E. Calvin Ahn, Claro Austria, Claro de los Reyes, Ariel Estrada, Nadia Gan, Marcus Ho, Yoko Hyun, Sacha Iskra, Emi F. Jones, Rosanne Ma, Tom Matsusaka, Ron Nakahara, Ken Park, James Rana, Kaipo Schwab, Keoni Scott, Shigeko Suga
directed by
Ernest Abuba
Since when did the Scottish Play turn Japanese? Since adaptor John R. Briggs took his red pen and scissors to Shakespeare’s Macbeth twenty years ago, producing Shogun Macbeth, a cultural transmutation of the Bard’s original, which resets the play in feudal Japan in the twelfth century, when the samurai way of life was alive and well.
As revived by the Pan Asian Repertory Theatre as part of their Masterpiece Cycle, Shogun Macbeth is a novel attempt at reinventing Shakespeare.
Though the recent Rupert Goold-directed production of Macbeth on Broadway starring Patrick Stewart rethought the play as a Soviet narrative without changing the text, here elements of the play have been altered (mainly as regards characters’ titles and the names of places) in order to accommodate the new Japanese setting.The plot of the play is the same as its source. Three witches (here called “yojos” and presented as fiendish wig-wearing kabuki-style figures) prophesy the ascendence of Macbeth to the highest office in the land, the shogunate.

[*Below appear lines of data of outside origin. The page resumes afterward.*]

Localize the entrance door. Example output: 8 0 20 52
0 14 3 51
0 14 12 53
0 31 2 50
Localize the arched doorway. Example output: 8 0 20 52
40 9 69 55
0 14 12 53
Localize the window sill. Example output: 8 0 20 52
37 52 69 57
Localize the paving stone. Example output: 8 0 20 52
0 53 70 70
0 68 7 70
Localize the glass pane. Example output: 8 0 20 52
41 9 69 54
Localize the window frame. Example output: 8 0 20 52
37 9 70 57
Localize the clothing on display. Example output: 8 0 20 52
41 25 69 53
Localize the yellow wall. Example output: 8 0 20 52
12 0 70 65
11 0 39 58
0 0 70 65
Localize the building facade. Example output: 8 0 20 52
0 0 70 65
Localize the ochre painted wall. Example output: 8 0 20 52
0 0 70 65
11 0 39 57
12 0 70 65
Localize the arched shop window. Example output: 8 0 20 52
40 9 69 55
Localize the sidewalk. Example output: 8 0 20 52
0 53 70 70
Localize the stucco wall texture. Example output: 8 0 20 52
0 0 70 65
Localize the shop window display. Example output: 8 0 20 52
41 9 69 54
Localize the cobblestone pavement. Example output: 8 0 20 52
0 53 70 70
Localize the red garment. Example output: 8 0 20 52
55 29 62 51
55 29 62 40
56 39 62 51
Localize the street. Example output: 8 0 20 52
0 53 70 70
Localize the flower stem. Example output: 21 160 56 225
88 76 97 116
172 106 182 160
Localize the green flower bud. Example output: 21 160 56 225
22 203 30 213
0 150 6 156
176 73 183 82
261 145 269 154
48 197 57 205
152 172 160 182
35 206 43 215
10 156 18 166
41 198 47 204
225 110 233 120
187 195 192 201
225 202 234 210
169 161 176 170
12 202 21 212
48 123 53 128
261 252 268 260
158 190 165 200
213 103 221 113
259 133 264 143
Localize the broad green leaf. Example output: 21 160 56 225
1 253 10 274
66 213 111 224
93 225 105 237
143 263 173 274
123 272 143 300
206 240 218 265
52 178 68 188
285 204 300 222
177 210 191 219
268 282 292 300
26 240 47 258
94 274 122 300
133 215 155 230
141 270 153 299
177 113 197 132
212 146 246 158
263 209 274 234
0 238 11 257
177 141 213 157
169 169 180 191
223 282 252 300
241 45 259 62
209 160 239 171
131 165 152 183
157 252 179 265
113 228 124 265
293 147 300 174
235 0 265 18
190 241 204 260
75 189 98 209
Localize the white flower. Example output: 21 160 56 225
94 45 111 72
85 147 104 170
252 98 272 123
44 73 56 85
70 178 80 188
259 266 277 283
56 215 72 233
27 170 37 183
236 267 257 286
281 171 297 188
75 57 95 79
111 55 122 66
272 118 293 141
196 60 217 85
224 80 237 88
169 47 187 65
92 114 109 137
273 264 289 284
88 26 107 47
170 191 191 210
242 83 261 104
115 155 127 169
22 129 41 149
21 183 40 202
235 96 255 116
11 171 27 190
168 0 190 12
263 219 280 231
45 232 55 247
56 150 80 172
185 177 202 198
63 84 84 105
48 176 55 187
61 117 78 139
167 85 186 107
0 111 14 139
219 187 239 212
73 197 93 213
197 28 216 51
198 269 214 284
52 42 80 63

They tell Macbeth that no man of woman born can bring him down, but in order to seize power, he must kill the current shogun, an act he commits reluctantly upon the goading of his wife, Fujin Macbeth. Of course, the seeds of Macbeth’s demise are planted early on; it’s the intricate plotting of it all that keeps an audience hooked. This adaptation has done wise not to stray from Shakespeare’s general narrative.
Shogun Macbeth‘s major change to the text is in adding a misguided narrator character, a choice that adds little to the merit of the work. Called a Biwa Hoshi in the program, the narrator is described as a “music-playing priest.” His presence here seems to be an attempt at contextualizing the play, but he’s more tacked-on than integral to the proceedings. He speaks only to convey vague haiku-style moral messages. But this narrator only serves to sidetrack the main action; this new version only needs to trust in the strength of its central narrative.
As regards the look of the play, the two-dimensional set by Charlie Corcoran, dominated by a cut-out Buddha statue, seems static next to the energy of the performers as they execute Sachiyo Ito’s Japanese movement choreography, fighting with aplomb. The quality of the performances varies (some overacting can be detected), but there is one standout performance amongst the bunch – Rosanne Ma as Fujin Macbeth. From the start, she portrays Fujin Macbeth as willing to manipulate Macbeth in order to climb the social ladder. By the end of the play, she’s gone totally mad, and the physicality of her performance, her fingers outstretched in overexcitement, perfectly conveys her fallen status.
Despite Ma’s outstanding performance, too much about this production was lacking for me to recommend it wholeheartedly. Sporadic lazy performances and over-the-top lighting by Victer En Yu Tan distracted from the strengths of the script.
Though setting the play in a different time period at first seems a novel idea, the necessity of a glossary of words and place names in the program detracts from a non-Japanese speaker’s enjoyment of the production. It’s true that companies should be able to look at the works of Shakespeare from a variety of new and varied angles (even companies during Shakespeare’s times eschewed the use of accurate period sets and costumes), but there ought to be some new light shed on the play as a result rather than additional distraction.
While I appreciate adaptor Briggs’s attempt at allowing Asian American actors a go at Shakespeare’s text, it’s unclear exactly what the change in setting is meant to signify. If it’s meant as an attack on the values of feudal societies, more context is necessary in order to convey this to an audience. As it stands, Shogun Macbeth is merely an interesting dramatic exercise. It has the potential to say something new, but instead it rehashes what we’ve already seen, tossing in a few samurai swords and a fog machine for effect.